The Dangers of Mobile Single Sign-on (SSO) and How WWPass Can Protect You
by Daniel Waldman, on Tue 18 February 2020
Single sign-on (SSO) has become a popular feature within corporate infrastructures, enabling users to quickly bypass typical security checks to get to applications. In fact, it’s become common for employees to use SSO along with their personal smartphones to log in to corporate applications. However, this scenario has some major security challenges that, if left unchecked, can spell disaster should someone get a hold of employees’ phones.
The top concern anyone should have about their smartphone is whether or not they’re protected should a thief or hacker gain access to their phone. Unauthorized access can happen if the device is stolen and hacked, or if a hacker gains access by remotely exploiting device software/operating system vulnerabilities. When an SSO system is deployed in the corporate infrastructure, the attacker gets instant access to all ecosystem applications used on a particular device.
For example, email client applications are commonly left open and the user is always logged in on smartphones, which makes the situation highly dangerous. An attacker can not only gain access to sensitive information in the email messages, but also use the victim's email account to perform password resets. In such cases, SMS or push-based second factors are useless as well because the attacker is able to receive verification codes on the compromised device.
How WWPass Multi-factor Authentication Can Help Protect Enterprise Applications
To protect enterprise applications within an SSO ecosystem, it is highly recommended to use multi-factor authentication (MFA), where one of the factors is not already present or accessible on the mobile device. This type of system can actually save time in environments that require frequent re-authentication to applications.
Authentication with WWPass Key (mobile app) is much more straightforward and less time-consuming than traditional authentication with usernames and passwords, as well as authentication using usernames, passwords, and any 2nd factor. Using WWPass, there is no need to type in usernames, email addresses, long passwords and such, all of which can waste a huge amount of the user’s time. What’s more, WWPass doesn’t use SMS-based 2nd factors, so the user doesn’t have to wait for the notifications to arrive.
Instead, WWPass typically only requires users to tap the authentication QR code and enter their PIN or use biometrics (i.e. fingerprint). The whole process is considerably faster than username and password-based authentication, but it’s also more secure. This allows users to perform authentication more frequently (e.g. authenticate each app separately) and implement even more sophisticated authentication schemes while providing a user-friendly experience. It is not only faster and easier to use, but also it is safer because it allows the user to authenticate quickly each time the app is launched. This approach minimizes the number of applications remaining in the "logged in" state on the smartphone, thus reducing what an attacker can access if the user’s device is stolen or compromised.
Second, WWPass does not verify or store PINs on user smartphones. PIN verification is handled by the WWPass network. WWPass network employs the Secure Remote Password (RFC 2945) protocol, which guarantees that no PIN-equivalent data is stored on the WWPass servers. WWPass network has a built-in anti-brute-force mechanism, which makes brute-force or wordlist-based attacks on PINs impractical.
In situations when the user’s smartphone is under the attacker’s control, the attacker still needs to "guess" the PIN to be able to log into an app. With traditional password-based authentication, the attacker just resets the password using the user’s email, but by eliminating the need for email/password logins, WWPass makes it practically impossible for the attacker to log into applications on the user device.
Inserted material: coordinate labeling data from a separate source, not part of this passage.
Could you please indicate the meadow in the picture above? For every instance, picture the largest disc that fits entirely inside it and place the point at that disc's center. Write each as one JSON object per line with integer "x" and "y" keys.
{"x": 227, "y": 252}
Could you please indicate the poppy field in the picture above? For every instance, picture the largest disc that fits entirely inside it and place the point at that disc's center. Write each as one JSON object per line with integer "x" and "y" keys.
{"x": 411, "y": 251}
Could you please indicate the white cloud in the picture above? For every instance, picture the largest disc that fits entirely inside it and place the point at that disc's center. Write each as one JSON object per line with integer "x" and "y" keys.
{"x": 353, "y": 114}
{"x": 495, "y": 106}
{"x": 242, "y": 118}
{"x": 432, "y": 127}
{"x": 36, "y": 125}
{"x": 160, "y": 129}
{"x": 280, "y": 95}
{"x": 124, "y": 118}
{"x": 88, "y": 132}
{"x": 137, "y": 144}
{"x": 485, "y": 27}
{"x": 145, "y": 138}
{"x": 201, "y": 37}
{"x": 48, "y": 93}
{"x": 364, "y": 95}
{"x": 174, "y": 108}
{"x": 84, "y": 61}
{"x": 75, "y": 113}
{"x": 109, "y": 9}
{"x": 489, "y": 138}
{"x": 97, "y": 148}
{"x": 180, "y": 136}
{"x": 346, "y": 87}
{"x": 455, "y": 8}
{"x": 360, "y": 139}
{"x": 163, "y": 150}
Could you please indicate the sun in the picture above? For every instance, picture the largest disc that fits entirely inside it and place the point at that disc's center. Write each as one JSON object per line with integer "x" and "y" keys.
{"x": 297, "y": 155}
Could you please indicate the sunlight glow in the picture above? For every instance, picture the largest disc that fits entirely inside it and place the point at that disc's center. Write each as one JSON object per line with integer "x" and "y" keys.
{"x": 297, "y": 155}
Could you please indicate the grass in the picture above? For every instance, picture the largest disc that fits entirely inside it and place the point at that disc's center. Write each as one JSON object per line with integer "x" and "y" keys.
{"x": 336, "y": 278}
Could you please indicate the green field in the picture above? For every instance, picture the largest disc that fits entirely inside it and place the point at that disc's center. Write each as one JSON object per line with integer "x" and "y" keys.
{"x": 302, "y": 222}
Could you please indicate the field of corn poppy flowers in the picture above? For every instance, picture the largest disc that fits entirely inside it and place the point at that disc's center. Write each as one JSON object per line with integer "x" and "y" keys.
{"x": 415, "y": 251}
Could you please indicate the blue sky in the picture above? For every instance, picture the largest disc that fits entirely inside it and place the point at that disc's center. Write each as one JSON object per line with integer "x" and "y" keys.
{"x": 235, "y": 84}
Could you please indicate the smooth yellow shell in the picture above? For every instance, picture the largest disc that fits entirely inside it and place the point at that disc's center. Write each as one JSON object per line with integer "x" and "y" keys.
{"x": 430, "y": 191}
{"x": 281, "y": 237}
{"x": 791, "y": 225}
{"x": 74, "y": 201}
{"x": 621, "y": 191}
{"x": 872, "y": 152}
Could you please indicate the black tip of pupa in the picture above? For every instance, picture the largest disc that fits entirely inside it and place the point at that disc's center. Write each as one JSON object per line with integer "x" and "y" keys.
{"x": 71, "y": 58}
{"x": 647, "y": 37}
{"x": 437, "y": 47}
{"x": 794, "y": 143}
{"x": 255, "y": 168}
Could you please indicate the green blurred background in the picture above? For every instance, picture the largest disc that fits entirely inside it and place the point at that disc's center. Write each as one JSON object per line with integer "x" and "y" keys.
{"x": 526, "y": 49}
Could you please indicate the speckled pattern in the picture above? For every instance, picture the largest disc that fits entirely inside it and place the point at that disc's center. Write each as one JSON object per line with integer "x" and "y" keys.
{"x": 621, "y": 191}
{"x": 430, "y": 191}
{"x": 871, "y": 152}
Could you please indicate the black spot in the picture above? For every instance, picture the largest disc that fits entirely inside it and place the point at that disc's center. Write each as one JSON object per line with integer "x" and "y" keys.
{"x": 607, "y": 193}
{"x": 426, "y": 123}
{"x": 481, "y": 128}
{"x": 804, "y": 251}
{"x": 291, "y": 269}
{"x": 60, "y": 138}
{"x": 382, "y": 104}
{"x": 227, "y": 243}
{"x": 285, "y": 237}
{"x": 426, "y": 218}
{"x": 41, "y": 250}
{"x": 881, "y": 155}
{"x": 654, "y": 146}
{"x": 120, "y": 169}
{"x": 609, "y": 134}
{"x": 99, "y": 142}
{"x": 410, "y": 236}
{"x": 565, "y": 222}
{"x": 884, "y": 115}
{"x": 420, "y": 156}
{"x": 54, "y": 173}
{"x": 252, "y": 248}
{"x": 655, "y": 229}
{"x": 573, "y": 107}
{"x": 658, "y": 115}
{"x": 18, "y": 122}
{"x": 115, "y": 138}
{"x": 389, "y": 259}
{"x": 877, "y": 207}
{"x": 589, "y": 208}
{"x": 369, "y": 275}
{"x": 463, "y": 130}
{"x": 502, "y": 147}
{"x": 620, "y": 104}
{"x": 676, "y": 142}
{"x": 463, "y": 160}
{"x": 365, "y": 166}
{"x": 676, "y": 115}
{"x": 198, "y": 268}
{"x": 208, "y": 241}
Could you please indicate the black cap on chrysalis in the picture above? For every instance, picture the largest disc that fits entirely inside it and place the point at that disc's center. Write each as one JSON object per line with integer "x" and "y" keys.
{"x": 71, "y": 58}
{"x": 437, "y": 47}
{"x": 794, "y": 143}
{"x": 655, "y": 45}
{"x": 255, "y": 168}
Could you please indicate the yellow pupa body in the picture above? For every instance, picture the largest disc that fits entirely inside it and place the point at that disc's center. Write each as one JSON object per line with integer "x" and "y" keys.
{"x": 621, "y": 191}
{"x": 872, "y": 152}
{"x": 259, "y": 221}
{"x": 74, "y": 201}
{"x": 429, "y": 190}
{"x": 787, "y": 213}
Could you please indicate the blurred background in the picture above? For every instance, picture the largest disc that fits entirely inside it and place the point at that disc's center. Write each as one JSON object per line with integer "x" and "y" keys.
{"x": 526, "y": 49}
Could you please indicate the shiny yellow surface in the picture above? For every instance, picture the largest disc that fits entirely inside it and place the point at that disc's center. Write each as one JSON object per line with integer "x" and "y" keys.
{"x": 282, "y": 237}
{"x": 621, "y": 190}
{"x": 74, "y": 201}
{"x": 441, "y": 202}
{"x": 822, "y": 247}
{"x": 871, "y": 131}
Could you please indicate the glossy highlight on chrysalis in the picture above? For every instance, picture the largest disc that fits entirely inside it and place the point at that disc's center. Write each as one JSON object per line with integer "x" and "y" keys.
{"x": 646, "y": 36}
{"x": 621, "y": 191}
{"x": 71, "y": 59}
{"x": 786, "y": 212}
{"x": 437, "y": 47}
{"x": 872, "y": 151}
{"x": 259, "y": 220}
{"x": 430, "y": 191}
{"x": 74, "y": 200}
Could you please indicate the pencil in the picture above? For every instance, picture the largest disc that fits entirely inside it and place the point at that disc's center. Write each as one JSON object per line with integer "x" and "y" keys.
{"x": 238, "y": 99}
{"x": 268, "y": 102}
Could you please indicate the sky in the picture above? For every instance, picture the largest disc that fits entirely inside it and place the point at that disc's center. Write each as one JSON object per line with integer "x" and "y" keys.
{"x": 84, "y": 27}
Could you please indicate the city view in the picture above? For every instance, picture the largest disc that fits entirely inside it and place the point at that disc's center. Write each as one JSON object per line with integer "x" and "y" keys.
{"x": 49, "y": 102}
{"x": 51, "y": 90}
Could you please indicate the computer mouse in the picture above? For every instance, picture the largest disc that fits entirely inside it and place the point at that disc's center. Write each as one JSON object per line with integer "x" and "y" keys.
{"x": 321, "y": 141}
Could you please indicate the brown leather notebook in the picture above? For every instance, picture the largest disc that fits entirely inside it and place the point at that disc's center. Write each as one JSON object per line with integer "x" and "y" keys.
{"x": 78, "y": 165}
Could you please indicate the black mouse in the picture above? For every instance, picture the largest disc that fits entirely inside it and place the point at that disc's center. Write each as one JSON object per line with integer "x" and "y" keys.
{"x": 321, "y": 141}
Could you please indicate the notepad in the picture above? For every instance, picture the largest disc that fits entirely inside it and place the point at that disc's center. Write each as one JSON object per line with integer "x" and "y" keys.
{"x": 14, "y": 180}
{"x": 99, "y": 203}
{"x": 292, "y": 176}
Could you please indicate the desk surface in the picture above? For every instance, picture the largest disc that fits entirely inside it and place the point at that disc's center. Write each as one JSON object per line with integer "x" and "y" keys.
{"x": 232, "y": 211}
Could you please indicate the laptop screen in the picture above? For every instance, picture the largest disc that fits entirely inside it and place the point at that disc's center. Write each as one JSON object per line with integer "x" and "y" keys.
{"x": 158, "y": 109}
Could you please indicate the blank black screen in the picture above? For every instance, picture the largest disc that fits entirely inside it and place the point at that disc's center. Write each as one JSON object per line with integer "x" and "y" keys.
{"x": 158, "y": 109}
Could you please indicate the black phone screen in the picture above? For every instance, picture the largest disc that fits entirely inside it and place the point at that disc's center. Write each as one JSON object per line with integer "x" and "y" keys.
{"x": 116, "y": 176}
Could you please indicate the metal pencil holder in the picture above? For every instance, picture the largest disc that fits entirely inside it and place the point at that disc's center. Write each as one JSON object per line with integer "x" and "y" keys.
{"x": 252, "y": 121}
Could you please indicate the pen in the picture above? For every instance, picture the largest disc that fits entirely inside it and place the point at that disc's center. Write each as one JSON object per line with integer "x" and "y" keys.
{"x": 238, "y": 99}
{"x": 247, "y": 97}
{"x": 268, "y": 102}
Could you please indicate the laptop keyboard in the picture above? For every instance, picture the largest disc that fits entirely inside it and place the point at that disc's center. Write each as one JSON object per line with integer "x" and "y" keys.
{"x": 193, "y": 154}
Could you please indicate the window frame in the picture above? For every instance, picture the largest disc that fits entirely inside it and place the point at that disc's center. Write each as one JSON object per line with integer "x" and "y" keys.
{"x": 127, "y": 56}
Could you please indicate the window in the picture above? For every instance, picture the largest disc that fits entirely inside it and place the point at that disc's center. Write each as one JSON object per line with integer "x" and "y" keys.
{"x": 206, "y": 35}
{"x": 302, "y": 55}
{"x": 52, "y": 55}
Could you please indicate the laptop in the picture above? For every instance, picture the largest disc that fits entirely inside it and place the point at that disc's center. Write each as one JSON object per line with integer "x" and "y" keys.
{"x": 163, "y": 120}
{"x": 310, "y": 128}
Third, unlike traditional authentication solutions that rely solely on emails for account recovery, WWPass features a smarter approach to help prevent hackers from gaining access to protected apps. To recover access to WWPass Key (mobile app), the user must not only have access to the email used to back up WWPass Key but also know the PIN, which cannot be reset by email. Although the attacker is likely to have access to the user’s email, only the user can restore their WWPass Key using their PIN and can permanently block WWPass Key on the device controlled by the attacker.
Last but not least, WWPass Key stores all cryptographic secrets in a hardware backed-up cryptographic storage on the user device (e.g. iOS Keychain). In the past, some attacks lead to keychain information extraction. But as of today, hardware backed-up keychains are almost as secure as smartcards.
- WWPass does not recommend using single sign-on (SSO) on mobile devices for security reasons;
- WWPass offers a straightforward login user experience, which provides a higher level of security by implementing more sophisticated multi-factor authentication schemes;
- WWPass PIN verification is resistant to brute-force and wordlist-based attacks, and the WWPass PIN cannot be reset via email;
- Recovering WWPass PassKey app requires PIN, which protects the PassKey when the attacker can access the recovery email;
- The way WWPass PassKey stores cryptographic secrets is not vulnerable to the vast majority of attacks.